O diagnóstico precoce e o acompanhamento oftalmológico regular são considerados fundamentais para evitar a progressão do ceratocone, uma doença que afeta a córnea e pode comprometer significativamente a qualidade visual. O alerta faz parte de uma campanha de conscientização sobre a doença e é reforçado pelo Oftalmo Prime, setor especializado do Beda Prime, coordenado pelo médico oftalmologista Guilherme Araújo.
A iniciativa busca ampliar a informação sobre a doença que muitas vezes começa de forma silenciosa, principalmente durante a infância e adolescência, fases em que o paciente pode não perceber a perda gradual da visão. Segundo o especialista, a falta de acompanhamento pode fazer com que muitos casos sejam identificados apenas quando o ceratocone já apresenta evolução mais avançada.
“O ceratocone é uma doença que acomete a parte anterior do olho, que a gente chama de córnea, que é a primeira camada do olho. A córnea normalmente tende a ser regular, mas, com a evolução da doença, ela vai ficando em formato de cone, como o próprio nome diz”, explica Guilherme Araújo.
De acordo com o oftalmologista, a doença costuma surgir na infância ou no início da adolescência, período em que alguns sinais podem passar despercebidos. “Normalmente, ela começa por volta dos 10, 12 anos de idade e está relacionada a alguns fatores de risco, principalmente ao ato de coçar os olhos”, afirma. O médico destaca a importância de observar crianças que apresentam alergias oculares ou outros problemas que aumentem essa necessidade de coçar a região dos olhos.
“Muitas vezes são crianças que não fazem acompanhamento oftalmológico. A criança não sabe expressar que a visão vem ficando ruim e, quando chega para a gente, normalmente já está com a doença em estágio mais avançado”, ressalta.
Entre os sinais de alerta estão a troca frequente de óculos, dificuldade para enxergar, sensibilidade à luz, visão embaçada e alterações no desempenho escolar. “O ceratocone é uma doença bilateral e assimétrica. Às vezes, um olho está muito bom e a criança acha que não tem nenhuma alteração, porque o olho saudável acaba compensando. Por isso, o acompanhamento periódico é tão importante”, explica.

A evolução da doença varia de acordo com cada paciente, mas costuma ocorrer principalmente durante a adolescência. Em muitos casos, há uma tendência de estabilização por volta dos 28 a 30 anos.

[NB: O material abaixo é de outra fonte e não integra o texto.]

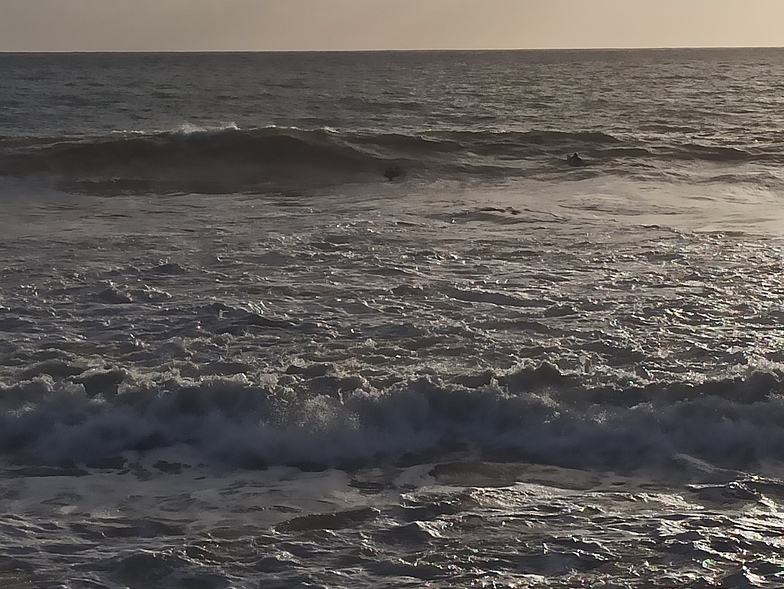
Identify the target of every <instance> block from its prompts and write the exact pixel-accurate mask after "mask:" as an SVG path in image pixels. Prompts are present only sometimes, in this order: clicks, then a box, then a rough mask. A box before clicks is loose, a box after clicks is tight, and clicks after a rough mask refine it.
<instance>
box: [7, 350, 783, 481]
mask: <svg viewBox="0 0 784 589" xmlns="http://www.w3.org/2000/svg"><path fill="white" fill-rule="evenodd" d="M99 376H101V375H96V374H92V373H91V374H90V378H92V379H93V380H95V381H96V382H93V383H92V385H91V386H89V387H88V386H87V385H86V384H85V382H86V378H87V377H84V376H83V375H73V376H70V377H66V378H64V379H61V380H59V382H58V383H56V382H55V381H53V380H52V378H51V377H45V376H42V377H40V378H34V379H32V380H30V381H27V382H21V383H18V384H17V385H15V386H13V387H11V388H7V387H6V388H3V389H2V390H1V391H0V392H1V393H2V394H1V395H0V399H2V403H3V409H4V410H3V413H2V416H1V417H0V426H1V427H0V452H2V453H3V454H4V455H6V456H16V457H21V458H23V459H24V460H26V461H33V462H38V463H44V464H81V463H89V462H90V461H95V460H102V459H107V458H112V457H118V456H120V455H122V454H123V453H126V452H148V451H155V450H157V449H163V448H170V447H177V448H188V449H189V453H190V455H191V456H193V455H195V456H196V459H197V460H199V461H205V462H217V463H221V464H230V465H234V466H239V467H251V468H258V467H266V466H271V465H293V466H299V465H310V466H315V467H318V468H326V467H331V466H336V467H350V466H368V465H370V466H372V465H378V464H388V463H395V462H399V461H403V462H407V463H412V462H414V463H420V462H425V463H427V462H434V461H439V460H449V459H450V456H453V455H455V453H458V454H460V453H462V454H465V453H469V455H471V456H482V457H484V458H488V459H493V460H499V459H500V460H527V461H534V462H538V463H542V464H551V465H557V466H567V467H575V468H590V467H603V468H610V469H618V468H619V469H623V468H639V467H659V468H665V469H666V466H667V464H668V463H670V462H671V461H672V460H676V459H677V458H678V457H679V456H688V457H690V458H691V459H696V460H701V461H706V462H707V463H709V464H712V465H714V466H718V467H725V468H726V467H729V468H738V469H741V470H746V469H749V468H753V467H754V466H755V465H757V464H759V463H764V462H765V461H766V460H778V459H780V456H781V449H782V448H784V427H783V426H782V423H784V403H783V402H782V396H781V394H782V392H784V386H783V385H782V380H781V375H780V374H776V373H765V372H757V373H751V374H749V375H748V376H747V377H744V378H740V377H738V378H728V379H722V380H716V381H709V382H706V383H704V384H700V385H694V384H685V383H680V384H679V383H670V384H663V383H660V384H656V385H650V386H648V387H643V388H634V387H633V388H628V389H586V388H584V387H582V386H581V385H580V384H579V383H578V382H577V381H576V380H574V379H572V377H569V376H567V375H564V374H561V373H560V372H559V371H558V370H557V369H555V368H554V367H551V366H548V365H542V366H540V367H538V368H533V367H532V368H523V369H518V370H517V371H512V372H509V373H506V374H498V375H495V376H492V375H485V377H484V378H478V377H476V376H473V377H471V378H466V379H464V380H465V384H460V383H458V382H452V383H444V382H439V381H435V380H432V379H426V378H425V379H419V380H414V381H411V382H408V383H405V384H400V385H398V386H396V387H393V388H391V389H388V390H383V391H382V390H375V389H373V388H372V387H368V386H367V383H364V382H363V379H362V377H360V376H350V375H348V376H347V375H342V376H341V375H338V374H331V373H327V374H323V370H315V371H313V373H312V374H311V373H310V372H308V371H307V370H306V371H304V372H303V373H302V375H301V376H302V377H303V379H304V381H303V382H304V383H305V384H306V386H305V388H301V389H292V388H290V387H287V386H284V387H276V386H272V387H270V386H261V385H258V386H256V385H253V384H251V383H250V382H249V381H247V380H245V379H237V378H230V377H226V378H214V379H211V380H209V381H204V382H202V383H194V382H186V381H182V382H179V383H176V382H175V381H170V382H169V383H167V384H166V385H165V386H157V387H152V388H150V387H149V386H148V385H145V386H139V385H137V384H134V383H133V376H132V374H131V373H130V372H127V371H117V370H115V371H111V372H110V373H107V374H106V375H104V378H102V379H101V378H98V377H99ZM96 379H97V380H96ZM118 385H122V386H125V387H126V388H125V389H122V388H121V389H120V392H119V393H118ZM20 399H23V400H24V404H23V406H21V407H20V406H18V403H19V400H20Z"/></svg>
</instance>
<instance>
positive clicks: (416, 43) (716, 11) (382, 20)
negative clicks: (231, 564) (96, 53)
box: [0, 0, 784, 51]
mask: <svg viewBox="0 0 784 589" xmlns="http://www.w3.org/2000/svg"><path fill="white" fill-rule="evenodd" d="M694 46H698V47H699V46H784V0H0V51H170V50H252V51H254V50H335V49H346V50H351V49H458V48H468V49H480V48H485V49H492V48H534V47H545V48H550V47H694Z"/></svg>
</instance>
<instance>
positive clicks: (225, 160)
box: [0, 126, 784, 194]
mask: <svg viewBox="0 0 784 589" xmlns="http://www.w3.org/2000/svg"><path fill="white" fill-rule="evenodd" d="M776 147H777V146H776V145H773V144H771V145H769V146H766V145H764V144H760V145H756V146H751V147H747V148H744V147H738V146H722V145H703V144H698V143H689V142H683V143H679V144H662V143H657V142H654V141H649V140H647V139H646V138H644V137H636V138H634V137H625V138H619V137H615V136H613V135H611V134H608V133H603V132H595V131H580V132H566V131H526V132H514V131H509V132H491V131H485V132H479V131H427V132H422V133H418V134H403V133H381V134H378V133H357V132H355V133H348V132H336V131H331V130H323V129H321V130H301V129H295V128H281V127H267V128H263V129H248V130H241V129H238V128H236V127H233V126H232V127H228V128H222V129H217V130H190V131H187V132H186V131H182V130H179V131H168V132H157V133H115V134H111V135H108V136H102V137H85V138H73V137H70V138H65V137H62V138H49V139H44V138H29V139H19V138H5V139H2V138H0V176H6V177H16V178H29V177H44V178H49V179H53V180H54V181H55V182H56V183H57V185H58V187H60V188H62V189H66V190H72V191H87V192H107V193H116V192H137V191H139V192H151V193H164V194H166V193H182V192H191V193H228V192H251V191H274V190H284V189H291V188H293V189H297V188H304V189H306V188H309V187H317V186H338V185H341V184H345V183H352V182H380V181H386V180H393V179H396V178H398V177H399V176H404V175H409V176H414V177H419V178H424V179H438V178H445V177H446V178H450V177H464V176H466V175H469V176H472V177H480V178H485V179H489V180H492V179H494V178H504V177H510V176H536V175H537V174H540V173H545V174H550V173H553V172H554V171H558V170H564V165H563V162H564V156H565V154H567V153H570V152H573V151H579V152H580V153H581V154H583V155H585V156H586V157H587V158H588V161H589V162H590V166H591V168H590V169H591V170H592V172H594V173H601V174H616V175H621V176H630V177H633V176H634V175H635V174H636V168H637V167H639V165H640V162H644V163H645V164H646V165H656V166H660V167H662V168H664V169H667V168H670V167H673V166H679V165H688V164H689V163H693V162H706V163H714V164H715V163H728V164H742V163H744V162H752V161H756V162H765V161H767V162H769V163H778V162H781V161H782V159H784V158H783V157H782V155H781V153H780V150H777V149H775V148H776Z"/></svg>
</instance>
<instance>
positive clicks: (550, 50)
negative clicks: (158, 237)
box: [0, 45, 784, 54]
mask: <svg viewBox="0 0 784 589" xmlns="http://www.w3.org/2000/svg"><path fill="white" fill-rule="evenodd" d="M685 49H690V50H716V49H727V50H730V49H740V50H742V49H784V45H683V46H680V45H672V46H635V47H620V46H619V47H482V48H455V47H451V48H449V47H447V48H433V47H429V48H406V49H401V48H395V49H23V50H18V49H9V50H6V49H0V54H16V53H22V54H54V53H65V54H79V53H85V54H89V53H96V54H98V53H129V54H134V53H136V54H150V53H406V52H409V53H413V52H418V53H427V52H433V53H438V52H440V53H447V52H466V51H476V52H504V51H506V52H509V51H678V50H685Z"/></svg>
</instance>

Quando diagnosticado precocemente, o ceratocone pode ser controlado com procedimentos que buscam impedir sua progressão. Um dos principais tratamentos é o crosslinking corneano, técnica que fortalece a estrutura da córnea. “Por meio de uma radiação UV associada à riboflavina, conseguimos fazer com que a córnea fique mais rígida e impedir a progressão da doença”, explica.
Recuperar a qualidade visual
Além do controle da doença, outro objetivo do tratamento é recuperar a qualidade visual do paciente. Há tecnologias como lentes gelatinosas, lentes rígidas e lentes esclerais, que entregam qualidade visual e conforto. Quando o paciente não consegue utilizar lentes de contato, seja por dificuldade de adaptação ou por outras condições associadas, existem também opções cirúrgicas. Uma delas é o implante de anel intracorneano, procedimento que busca melhorar a regularidade da córnea. Nos casos mais avançados, pode ser necessário o transplante de córnea.
“Hoje temos técnicas com resultados muito satisfatórios no tratamento do ceratocone, recuperação visual mais rápida e bastante segurança para alcançar a satisfação do paciente”, finaliza o especialista.